Das Weltkulturerbe steht nicht in Gefahr. Ganz offensichtlich geht es der FDP um etwas ganz anderes. Was mich daran wirklich aufbringt, ist, dass die FDP im Gegensatz zu den Anmutungen, die sie zu ihrer eigenen Politik macht, eigentlich eine mittelstandsfeindliche Politik betreibt.

Bei Windkraftanlagen geht es immer auch darum, dass mittelständische Unternehmen Windkraftanlagen betreiben und die Möglichkeit besteht, Wertschöpfung in die Kommunen zu holen. Das Beispiel Lorch ist genannt worden.

Insofern ist die Politik der FDP, die sie hier formuliert, nicht kulturpolitisch interessant, sondern mittelstands- und kommunalfeindlich. Das muss man durchaus noch einmal unterstreichen. – Vielen Dank, meine Damen und Herren.

(Beifall bei der SPD und der Abg. Janine Wissler (DIE LINKE))

Das Wort hat Frau Kollegin Dorn für die Fraktion BÜNDNIS 90/DIE GRÜNEN.

Herr Präsident, sehr geehrte Damen und Herren! Herr Rentsch, Sie irren sich, wenn Sie glauben, dass in dieser Sichtachsenstudie dieses Projekt genau gekennzeichnet ist und dass es sich um eine Visualisierung genau dieses Projekts handelt. Das ist eine Visualisierung eines fiktiven Projekts, weil man noch gar nicht wusste, was alles beantragt werden könnte.

(Zuruf des Abg. Florian Rentsch (FDP))

Herr Rentsch, jetzt hören Sie mir bitte auch kurz zu. – Das erklärt sich schon alleine daran, dass drei bis vier Windräder in Lorch geplant sind und nicht so viele, wie auf Ihrem Bild zu sehen waren. Alleine daran müssten Sie merken, dass Ihre Annahme falsch ist.

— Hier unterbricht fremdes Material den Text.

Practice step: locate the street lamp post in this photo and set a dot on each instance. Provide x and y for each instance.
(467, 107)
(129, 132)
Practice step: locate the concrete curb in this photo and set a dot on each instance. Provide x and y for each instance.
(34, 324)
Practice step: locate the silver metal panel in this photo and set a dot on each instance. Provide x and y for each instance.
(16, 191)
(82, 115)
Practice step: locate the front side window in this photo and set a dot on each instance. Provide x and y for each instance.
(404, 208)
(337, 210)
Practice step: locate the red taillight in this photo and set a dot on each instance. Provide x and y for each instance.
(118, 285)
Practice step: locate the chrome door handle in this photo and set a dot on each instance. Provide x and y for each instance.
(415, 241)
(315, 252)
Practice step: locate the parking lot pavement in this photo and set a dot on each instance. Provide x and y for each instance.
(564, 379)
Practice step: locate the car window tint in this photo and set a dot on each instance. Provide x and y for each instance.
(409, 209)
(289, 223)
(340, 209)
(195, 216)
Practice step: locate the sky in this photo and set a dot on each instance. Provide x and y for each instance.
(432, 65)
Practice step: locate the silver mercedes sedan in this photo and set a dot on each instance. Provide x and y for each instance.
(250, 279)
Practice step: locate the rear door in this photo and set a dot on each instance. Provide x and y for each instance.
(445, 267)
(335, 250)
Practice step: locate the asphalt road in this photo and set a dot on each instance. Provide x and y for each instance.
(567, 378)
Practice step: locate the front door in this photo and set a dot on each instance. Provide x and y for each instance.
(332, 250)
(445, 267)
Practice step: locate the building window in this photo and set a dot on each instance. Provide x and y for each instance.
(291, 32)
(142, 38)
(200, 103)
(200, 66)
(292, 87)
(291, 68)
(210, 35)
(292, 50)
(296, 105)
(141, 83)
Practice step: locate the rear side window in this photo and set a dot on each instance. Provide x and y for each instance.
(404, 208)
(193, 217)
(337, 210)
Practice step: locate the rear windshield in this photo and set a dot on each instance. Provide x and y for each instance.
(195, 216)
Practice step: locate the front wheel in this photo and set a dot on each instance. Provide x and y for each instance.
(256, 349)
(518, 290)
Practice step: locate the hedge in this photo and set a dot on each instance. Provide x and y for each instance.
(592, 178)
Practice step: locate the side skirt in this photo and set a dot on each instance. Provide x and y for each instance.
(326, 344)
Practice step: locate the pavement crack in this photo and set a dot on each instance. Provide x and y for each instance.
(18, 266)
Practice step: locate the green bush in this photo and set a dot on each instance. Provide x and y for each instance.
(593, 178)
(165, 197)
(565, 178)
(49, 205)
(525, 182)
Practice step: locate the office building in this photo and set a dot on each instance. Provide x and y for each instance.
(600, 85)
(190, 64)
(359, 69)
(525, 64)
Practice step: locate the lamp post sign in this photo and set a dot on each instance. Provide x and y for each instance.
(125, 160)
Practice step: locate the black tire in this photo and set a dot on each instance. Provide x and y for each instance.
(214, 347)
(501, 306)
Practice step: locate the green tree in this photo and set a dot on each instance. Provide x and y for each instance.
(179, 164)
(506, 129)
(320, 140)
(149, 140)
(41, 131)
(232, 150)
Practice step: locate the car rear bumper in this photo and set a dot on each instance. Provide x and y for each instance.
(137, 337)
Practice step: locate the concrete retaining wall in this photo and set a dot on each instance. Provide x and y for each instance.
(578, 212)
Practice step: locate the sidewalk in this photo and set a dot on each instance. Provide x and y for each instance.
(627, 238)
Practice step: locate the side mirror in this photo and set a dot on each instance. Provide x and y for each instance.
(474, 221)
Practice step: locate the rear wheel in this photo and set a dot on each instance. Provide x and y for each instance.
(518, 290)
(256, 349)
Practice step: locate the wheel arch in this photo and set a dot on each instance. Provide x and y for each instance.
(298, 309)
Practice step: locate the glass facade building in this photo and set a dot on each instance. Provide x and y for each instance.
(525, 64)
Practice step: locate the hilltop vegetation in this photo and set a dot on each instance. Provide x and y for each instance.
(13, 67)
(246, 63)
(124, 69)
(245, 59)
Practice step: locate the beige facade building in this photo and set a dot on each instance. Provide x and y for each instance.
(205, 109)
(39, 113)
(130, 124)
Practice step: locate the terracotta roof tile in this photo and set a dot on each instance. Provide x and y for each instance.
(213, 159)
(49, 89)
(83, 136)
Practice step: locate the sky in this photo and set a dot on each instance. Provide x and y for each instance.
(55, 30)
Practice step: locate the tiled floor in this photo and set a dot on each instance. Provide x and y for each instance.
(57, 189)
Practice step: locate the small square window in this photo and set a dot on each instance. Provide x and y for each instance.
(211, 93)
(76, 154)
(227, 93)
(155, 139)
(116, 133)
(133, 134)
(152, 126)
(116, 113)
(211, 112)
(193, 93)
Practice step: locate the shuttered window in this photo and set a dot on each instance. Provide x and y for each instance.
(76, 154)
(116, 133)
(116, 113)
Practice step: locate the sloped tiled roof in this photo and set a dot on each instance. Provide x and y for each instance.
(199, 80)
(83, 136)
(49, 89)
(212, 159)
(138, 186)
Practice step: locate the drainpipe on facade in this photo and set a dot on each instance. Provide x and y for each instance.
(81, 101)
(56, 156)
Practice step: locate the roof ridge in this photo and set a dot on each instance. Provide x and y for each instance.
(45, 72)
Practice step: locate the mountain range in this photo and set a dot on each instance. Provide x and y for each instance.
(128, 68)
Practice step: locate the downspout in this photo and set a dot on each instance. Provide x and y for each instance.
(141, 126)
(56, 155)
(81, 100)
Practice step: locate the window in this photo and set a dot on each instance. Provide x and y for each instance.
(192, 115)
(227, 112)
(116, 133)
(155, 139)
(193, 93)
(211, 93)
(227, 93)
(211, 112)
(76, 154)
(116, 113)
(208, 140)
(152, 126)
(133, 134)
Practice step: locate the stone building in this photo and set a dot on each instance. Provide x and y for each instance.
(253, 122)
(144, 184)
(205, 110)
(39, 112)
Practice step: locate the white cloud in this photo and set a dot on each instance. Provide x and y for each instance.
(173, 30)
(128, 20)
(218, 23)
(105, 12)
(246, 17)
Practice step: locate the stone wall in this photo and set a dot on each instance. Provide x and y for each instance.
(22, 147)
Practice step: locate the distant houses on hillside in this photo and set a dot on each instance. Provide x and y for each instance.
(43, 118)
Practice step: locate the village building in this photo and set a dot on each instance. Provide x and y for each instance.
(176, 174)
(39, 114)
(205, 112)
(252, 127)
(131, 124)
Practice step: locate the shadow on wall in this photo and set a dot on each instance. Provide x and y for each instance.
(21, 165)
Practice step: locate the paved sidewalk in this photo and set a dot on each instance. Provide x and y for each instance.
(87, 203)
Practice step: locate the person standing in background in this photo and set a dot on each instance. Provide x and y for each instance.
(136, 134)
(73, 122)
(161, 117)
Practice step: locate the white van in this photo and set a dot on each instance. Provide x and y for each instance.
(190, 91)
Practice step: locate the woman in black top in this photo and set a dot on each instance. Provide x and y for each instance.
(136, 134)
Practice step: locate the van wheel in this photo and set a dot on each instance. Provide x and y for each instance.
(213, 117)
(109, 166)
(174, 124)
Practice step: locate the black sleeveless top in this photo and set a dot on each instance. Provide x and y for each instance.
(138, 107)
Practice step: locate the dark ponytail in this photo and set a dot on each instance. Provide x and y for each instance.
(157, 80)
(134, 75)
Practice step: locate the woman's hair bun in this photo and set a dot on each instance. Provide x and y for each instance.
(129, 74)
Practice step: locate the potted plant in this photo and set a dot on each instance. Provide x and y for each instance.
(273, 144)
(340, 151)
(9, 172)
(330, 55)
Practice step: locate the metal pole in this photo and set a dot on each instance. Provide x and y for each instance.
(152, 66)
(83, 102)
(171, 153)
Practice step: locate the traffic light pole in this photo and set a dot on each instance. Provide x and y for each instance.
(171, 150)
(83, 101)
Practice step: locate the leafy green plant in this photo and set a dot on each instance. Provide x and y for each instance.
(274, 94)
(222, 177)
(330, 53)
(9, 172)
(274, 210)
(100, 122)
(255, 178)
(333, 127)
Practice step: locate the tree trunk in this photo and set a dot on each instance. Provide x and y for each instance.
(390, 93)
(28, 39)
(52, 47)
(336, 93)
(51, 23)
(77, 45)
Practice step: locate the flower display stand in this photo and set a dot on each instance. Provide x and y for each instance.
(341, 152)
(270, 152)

(Michael Boddenberg (CDU): Ist das so?)

Herr Rentsch, es war eine wunderbare Studie, die von der UNESCO sehr gelobt worden ist. Diese Studie hat das gesamte Obere Mittelrheintal umfasst. Sie können sich vorstellen, dass eine Studie, die das gesamte Rheintal umfasst, eine etwas gröbere Sichtweise auf das Ganze wirft. Ein Antragsteller müsste es schaffen, für den einzelnen Standort Lorch genau auf dieser Studie aufzusetzen, genau die identische Methodik zu nehmen, die nur für den einzelnen Standort diese Sichtachsenbeziehung aufweist.

Das ist gefordert, und das wird der UNESCO vorgelegt. Ich frage Sie noch einmal: Was können Sie sich denn bitte noch mehr vorstellen, als dass so sichergestellt ist, dass auf keinen Fall der Welterbestatus gefährdet ist? Aus meiner Sicht ist damit alles klar.